Export corridor was extended overnight…..the UN Secretary has welcomed an agreement by all parties to extend the Black Sea grain deal to facilitate Ukraine’s agricultural exports from its southern Black Sea ports.”I welcome the agreement by all parties to continue the Black Sea grain initiative to facilitate the safe navigation of export of grain, foodstuffs and fertilisers from Ukraine,” António Guterres stated yesterday. He also said the UN was committed to removing the remaining obstacles to exporting food and fertilisers from the Russian Federation.

The renewal of the corridor has been confirmed for another 120 days from 18 November, allowing exports to leave from three Ukrainian ports (no new ports added). The deal was only not extended for the full year the UN and Ukraine were hoping for. Russia will be waiting to see if its demands are sufficiently met before they agree to anything longer. At the end of March we will find ourselves in a similar situation wondering what will happen with the agreement, with uncertainty and price volatility likely to continue.

Refinitiv Commodities Research reports that despite recent welcome rains across a number of core growing areas in Argentina, the 2022-23 maize-production forecast is down 3pc from the previous figure to 49.2 million tonnes from a planted area of 7.7M hectares, owing to earlier dryness over a sustained period and delayed plantings.
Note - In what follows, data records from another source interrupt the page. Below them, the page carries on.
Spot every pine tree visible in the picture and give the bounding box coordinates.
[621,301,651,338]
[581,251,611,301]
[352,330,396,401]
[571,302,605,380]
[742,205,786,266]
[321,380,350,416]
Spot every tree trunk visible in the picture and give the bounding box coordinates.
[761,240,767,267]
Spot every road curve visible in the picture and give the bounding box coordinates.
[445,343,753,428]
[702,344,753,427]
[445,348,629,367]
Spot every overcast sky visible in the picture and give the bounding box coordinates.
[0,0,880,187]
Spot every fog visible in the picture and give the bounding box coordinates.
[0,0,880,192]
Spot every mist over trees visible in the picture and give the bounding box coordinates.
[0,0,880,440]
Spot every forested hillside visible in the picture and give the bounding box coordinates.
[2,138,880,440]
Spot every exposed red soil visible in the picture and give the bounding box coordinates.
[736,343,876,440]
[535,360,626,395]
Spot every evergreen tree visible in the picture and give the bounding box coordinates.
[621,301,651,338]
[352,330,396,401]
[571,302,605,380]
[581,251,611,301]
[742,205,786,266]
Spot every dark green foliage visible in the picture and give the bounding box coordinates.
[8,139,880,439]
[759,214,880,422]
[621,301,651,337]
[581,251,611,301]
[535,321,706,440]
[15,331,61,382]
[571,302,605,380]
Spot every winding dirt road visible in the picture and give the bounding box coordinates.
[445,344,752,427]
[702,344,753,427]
Stratégie Grains reports that despite a late start to the season due to sub-optimal weather in some areas, conditions have generally been favourable for 2023-24 EU crop development. Dry weather during October aided fieldwork and plant growth, particularly in western regions, including France, although this has led to heightened concerns about pest pressure. However, more precipitation would be beneficial in terms of ongoing winter plantings in Bulgaria and parts of Romania. Total common wheat area in 2023-24 is seen at 21.7Mha (21.8Mha previous year) with area potential limited by larger canola plantings. Barley area is seen at 10.4Mha (10.3Mha previous year), while maize area is seen at 8.8Mha vs 8.9Mha.
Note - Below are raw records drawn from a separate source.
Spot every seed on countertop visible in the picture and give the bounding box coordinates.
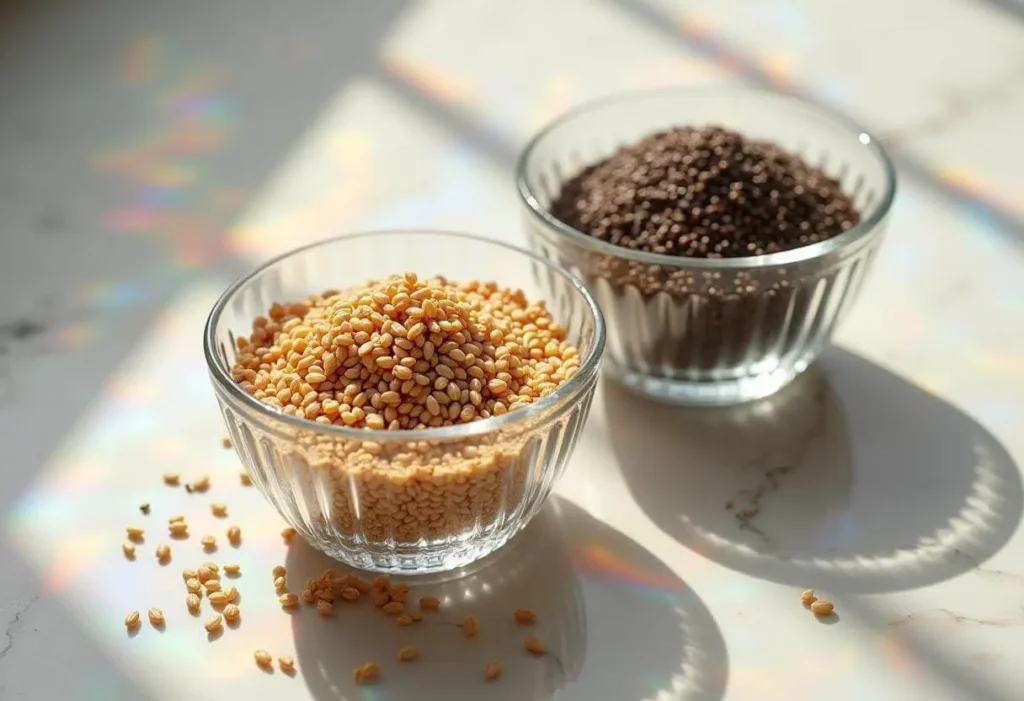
[811,599,836,616]
[513,609,537,623]
[224,604,242,621]
[353,662,381,684]
[523,636,548,655]
[125,611,139,630]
Trading Corporation of Pakistan has issued a new international tender for 500,000t of wheat. The deadline for submission of price offers in the optional-origin tender is November 28. 

Australia

Local markets started to feel the heat yesterday and new-crop wheat and canola bids came off. Barley was still well bid for prompt into Melbourne/Geelong.

Most of South Australian and Victoria is forecast to receive 10-25 millimetres of rain over the next four days, with southeast Victoria looking at 25-50mm. Southern NSW is forecast to receive 5-15mm with the rest of NSW and Queensland looking at less than 5mm. Most of the WA grainbelt is forecast to receive less than 10mm, with the exception of southern coastal areas which are set to receive up to 15mm. Please stop bloody raining!
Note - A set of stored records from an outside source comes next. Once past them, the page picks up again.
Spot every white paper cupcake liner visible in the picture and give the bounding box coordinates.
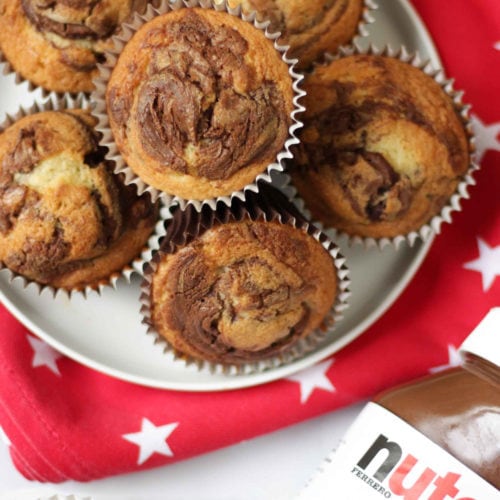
[284,44,479,250]
[0,92,165,297]
[140,188,351,375]
[92,0,305,211]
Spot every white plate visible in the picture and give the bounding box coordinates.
[0,0,440,391]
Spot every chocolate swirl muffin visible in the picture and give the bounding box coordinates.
[229,0,364,69]
[0,110,156,290]
[291,55,470,238]
[106,8,293,200]
[145,196,337,365]
[0,0,147,93]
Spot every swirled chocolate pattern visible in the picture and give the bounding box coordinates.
[292,55,469,238]
[151,219,337,364]
[0,110,154,288]
[229,0,364,68]
[107,9,292,199]
[0,0,147,92]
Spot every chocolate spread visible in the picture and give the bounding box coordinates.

 The Fair Work Commission has ordered Svitzer Australia to scrap its planned lockout of tugboat workers tomorrow. The commission on Thursday ruled it was satisfied the lockout of maritime workers would cause significant damage to the Australian economy. Earlier this week, the Danish-owned company announced it would shut out almost 600 tugboat workers from 17 ports across the county. The commission heard if the action went ahead, shipping would be reduced by 90pc at the majority of ports where the company operated. The company has been bargaining with the unions for three years over a new enterprise agreement.